●私にとって親は師匠でもある
20年以上も別々に暮らしていた親と再び一緒に暮らせるのか…まだ未定だ。絶対にそうしなければいけないと、決断しすぎるとどんどんと自分を追い詰めてしまうので、動きながら無理なら新しい方法を考えればいい。別の家を借りるか建てるというのも考えたが、田舎の家はめちゃくちゃ広い。なんと我が家は11部屋もあり、民宿ができるほど大きいので、今のところ一人の空間を確保できる。
これはかなり重要なポイントかもしれない。自分の部屋が確保できないならば、他に家を借りていただろう。父とは畑でしか話さないもんなあ。互いのフィールドに踏み込まないのも大人共同生活のルールだと思う。
すべての画像を見る(全4枚)今はエネルギーが農業だけで精一杯なので、住まいのことを考えている時間がないというのもある。一日の時間は限られている。40歳にもなると体力だって限られていく。自分も親も無敵じゃないことが分かってきた今だからこそ、実家で暮らせるのかもしれない。父母の暮らしから学びたいことがあると気づいた。

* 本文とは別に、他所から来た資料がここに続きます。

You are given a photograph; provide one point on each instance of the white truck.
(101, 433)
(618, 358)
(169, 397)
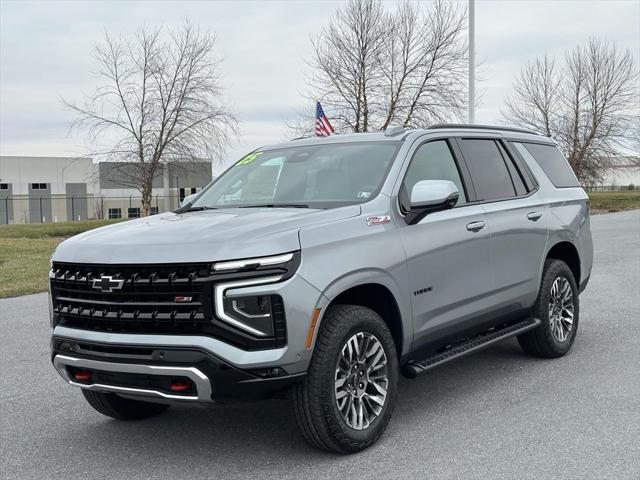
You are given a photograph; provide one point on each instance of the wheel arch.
(568, 253)
(381, 300)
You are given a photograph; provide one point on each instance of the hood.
(205, 236)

師匠としてそこにリスペクトがあるのでやっていける。ある種、そのくらい淡々としたものだ。本やYouTubeでも、いくらでも農業や暮らしの知恵を学ぶことはできる。もちろん、それでいいとも思う。けれど、今になって父が当たり前に毎年育てている米の作り方や、母の味噌の味、そういうものを知りたいと思った。これは理屈ではない、本能的なことではないだろうか。祖父もその上の代の人達も守ってきた畑を続けてみたいという目的があるから、ここにいるのだ。
消去法で暮らしを選ぶよりも、ポジティブに何かに惹かれて移動する方が私はいいなあと思う。焦らないことだ。引き返したっていいのだから、覚悟は持ちつつもそのときそのときの気持ちに素直に進んでみよう。